The Medical and Health Sector


The Data Protection Rules in Practice


The confidentiality of patient records forms part of the ancient Hippocratic oath, and is central to the ethical tradition of medicine and health care. This tradition of confidentiality is in line with the requirements of the Data Protection Acts 1988 & 2003, under which personal data must be obtained for a specified purpose, and must not be disclosed to any third party except in a manner compatible with that purpose.


Given the immense sensitivity of health-related information, it is imperative that professionals in this sector be clear about their use of personal data. The questions and answers set out below shed some light on the considerations for this sector. The issues raised in this section are dealt with in a general fashion. The Data Protection Commmissioner recognises that it would be preferable for comprehensive and carefully thought-through guidelines to be designed by the appropriate representative bodies in this sector, by way of statutory codes of practice.

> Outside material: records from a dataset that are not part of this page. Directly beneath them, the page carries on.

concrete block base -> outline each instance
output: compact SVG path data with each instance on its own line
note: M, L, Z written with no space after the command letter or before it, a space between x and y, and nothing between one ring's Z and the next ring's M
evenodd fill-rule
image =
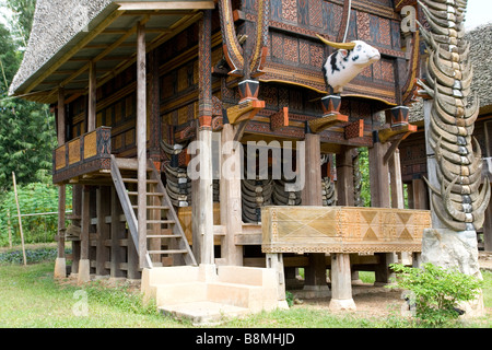
M90 281L91 281L91 260L81 259L79 260L79 273L77 282L79 284L83 284Z
M332 299L330 301L329 308L331 311L356 311L358 307L353 299Z
M143 269L144 300L154 299L165 314L186 317L196 324L220 322L277 307L276 270L239 266L200 265Z
M55 260L55 278L66 278L67 277L67 260L66 258L57 258Z

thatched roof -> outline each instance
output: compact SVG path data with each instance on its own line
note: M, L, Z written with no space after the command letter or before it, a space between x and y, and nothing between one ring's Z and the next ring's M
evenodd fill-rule
M197 22L213 0L37 0L24 60L9 93L55 103L60 85L67 94L87 88L89 66L97 63L97 82L132 63L137 25L145 24L152 49Z
M466 33L465 39L470 42L473 80L470 96L480 98L480 113L492 112L492 23L478 26ZM422 102L415 103L410 112L410 121L423 120Z
M24 60L10 86L14 94L44 67L62 56L78 37L96 25L113 8L112 0L37 0Z

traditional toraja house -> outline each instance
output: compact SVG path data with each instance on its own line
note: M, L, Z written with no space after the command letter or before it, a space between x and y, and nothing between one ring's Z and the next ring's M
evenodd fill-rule
M401 13L425 23L417 1L39 0L11 94L57 117L56 275L70 240L80 282L142 278L167 310L271 308L298 267L306 293L353 308L356 271L385 283L396 253L418 261L431 217L402 209L398 145L417 130L407 105L422 50ZM265 143L271 171L242 179ZM355 207L358 148L373 208Z
M492 46L492 25L483 25L466 34L470 43L469 60L473 68L473 82L471 83L471 96L478 97L479 115L475 122L473 137L477 139L484 159L482 164L482 180L490 174L490 156L492 149L490 144L490 117L492 100L490 94L491 57L488 48ZM429 189L424 182L427 174L425 154L424 117L422 103L412 106L410 122L418 126L418 131L409 136L399 145L401 155L402 182L408 186L409 207L414 209L430 209ZM478 175L480 172L477 172ZM492 212L489 206L485 212L484 226L479 237L479 246L487 252L492 250Z

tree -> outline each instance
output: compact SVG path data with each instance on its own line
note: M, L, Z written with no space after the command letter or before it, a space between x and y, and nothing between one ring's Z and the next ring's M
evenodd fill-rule
M19 11L11 26L30 31L35 1L8 0L8 4ZM21 42L0 24L1 191L11 187L12 172L15 172L20 185L46 178L46 173L51 170L51 151L56 147L55 117L48 106L8 96L9 85L22 61Z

I am a general practitioner: can my locum access my patient records?


Yes. The Data Protection Commissioner’s view is that making clinical patient records available to a locum doctor, so that the locum may provide medical care to patients, is compatible with the purpose for which the GP keeps the patient record.


Should my secretary or office manager be allowed access to my patient records?

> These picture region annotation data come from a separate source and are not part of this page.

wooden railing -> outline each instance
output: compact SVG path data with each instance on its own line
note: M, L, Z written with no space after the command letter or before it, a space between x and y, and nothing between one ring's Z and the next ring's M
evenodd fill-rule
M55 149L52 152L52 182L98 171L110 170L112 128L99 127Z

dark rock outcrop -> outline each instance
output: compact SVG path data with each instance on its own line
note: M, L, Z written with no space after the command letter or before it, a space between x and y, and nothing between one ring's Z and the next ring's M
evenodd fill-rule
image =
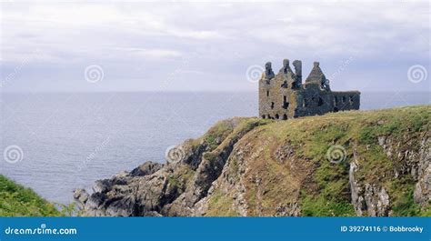
M426 215L430 115L423 106L232 118L177 146L175 162L145 162L74 197L96 216ZM331 144L343 162L327 159Z

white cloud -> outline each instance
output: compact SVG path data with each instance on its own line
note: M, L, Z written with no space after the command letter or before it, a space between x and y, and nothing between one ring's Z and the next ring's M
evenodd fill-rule
M65 78L100 63L130 78L150 75L145 89L195 55L186 81L205 73L214 78L208 88L228 88L247 65L272 60L277 68L284 57L325 60L335 65L329 72L352 55L352 65L366 63L364 72L395 60L422 63L429 58L428 15L426 2L5 3L1 65L11 68L40 50L32 60L40 73L61 65L68 72L51 74ZM32 73L33 81L44 76Z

Yes, although only to the extent necessary to enable the secretary or manager to perform their functions. Non-medical professionals should have no need to access clinical material or medical notes, as distinct from administrative details (such as patients' names and addresses). The patient is entitled to an assurance that their medical information will be treated on a need-to-know basis.


Do I need to obtain patients’ explicit permission before storing their medical details?

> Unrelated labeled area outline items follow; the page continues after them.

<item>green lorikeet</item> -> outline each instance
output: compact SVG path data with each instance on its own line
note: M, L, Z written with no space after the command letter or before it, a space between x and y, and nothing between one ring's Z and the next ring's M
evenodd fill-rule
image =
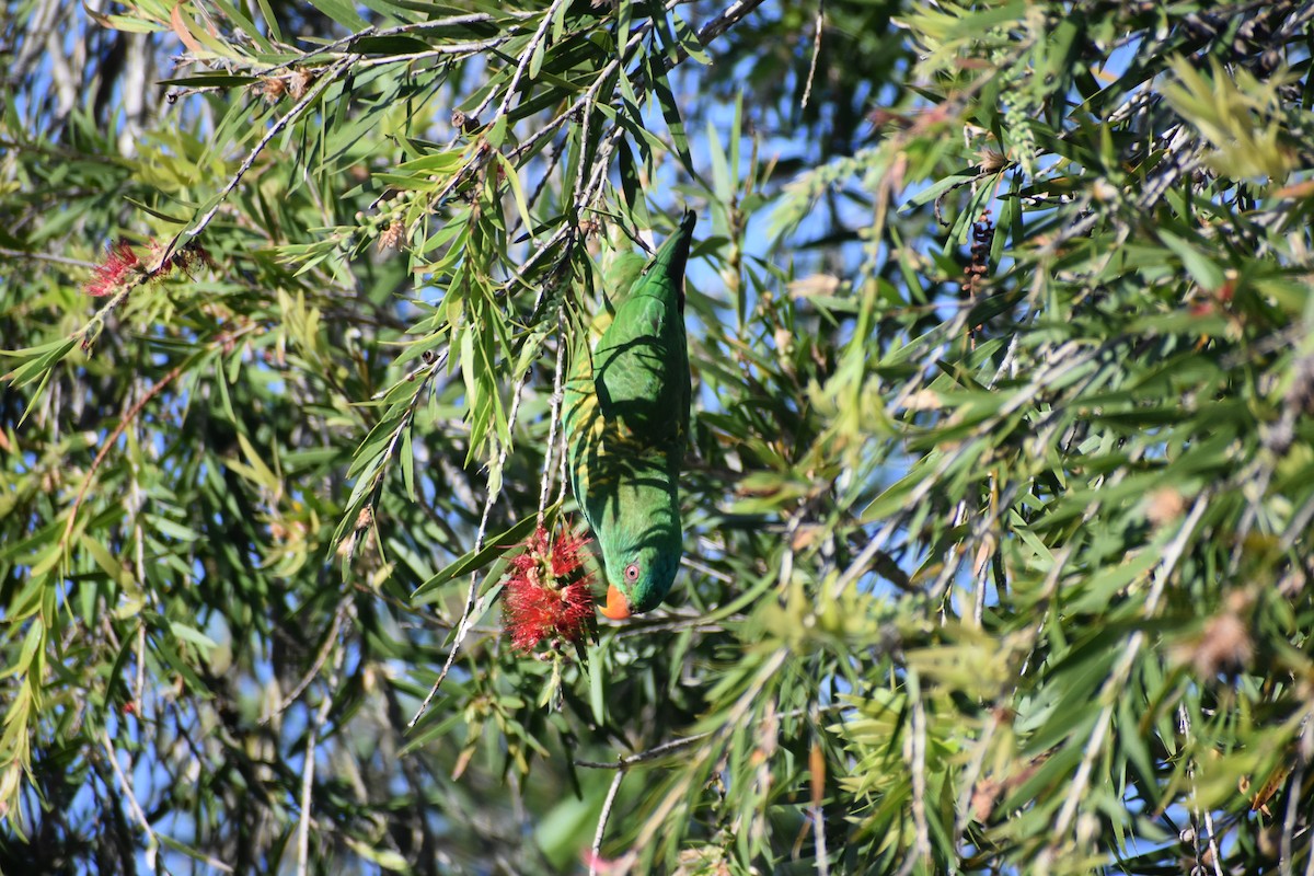
M602 548L607 604L628 617L661 604L683 552L677 485L689 432L685 263L698 218L686 213L629 288L565 383L576 499Z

As a general rule, no. The Commissioner’s view is that the patient’s consent for the storage and use of their personal data is implicit in the fact that they come to you, as a medical professional, for help. However, it is good practice to inform people that you will keep their details, and to inform them of what use will be made of their data. Section 2(b)(vii) allows for the processing of sensitive data for medical purposes by health professionals.  In addition, you will need to obtain clear consent for some uses of personal data which might not be obvious to the patient (see below), and be for a non-medical purpose.


Can I pass patient details on to another health professional for clinical purposes?


If you are passing patient data on to a person or body acting in an agency capacity for you - such as a clinical laboratory - then this is not a "disclosure" under the Data Protection Act, and the Commissioner does not insist on specific patient consent in such cases. However, you should inform the patient in advance that their data will be used in this way.


If you are passing the patient data to another health professional for guidance and advice on clinical issues, the patient data should be kept anonymous. If you wish to pass on the full patient data, including identifying details, you will need the consent of the patient in advance, except in cases of urgent need.


Can I pass patient data to the Health Boards or other bodies for administrative purposes?


You can pass on anonymised or aggregate data, from which individual patients cannot be identified. Ideally, you should inform patients in advance of such uses of their personal data.


What if I need to disclose patient data, and I don't have the time to obtain consent?


If patient details are urgently needed to prevent injury or other damage to the health of a person, then you may disclose the details. Section 8(d) of the Acts makes special provision for such disclosures. However, if the reason for the disclosure is not urgent, then you will need to obtain consent in advance.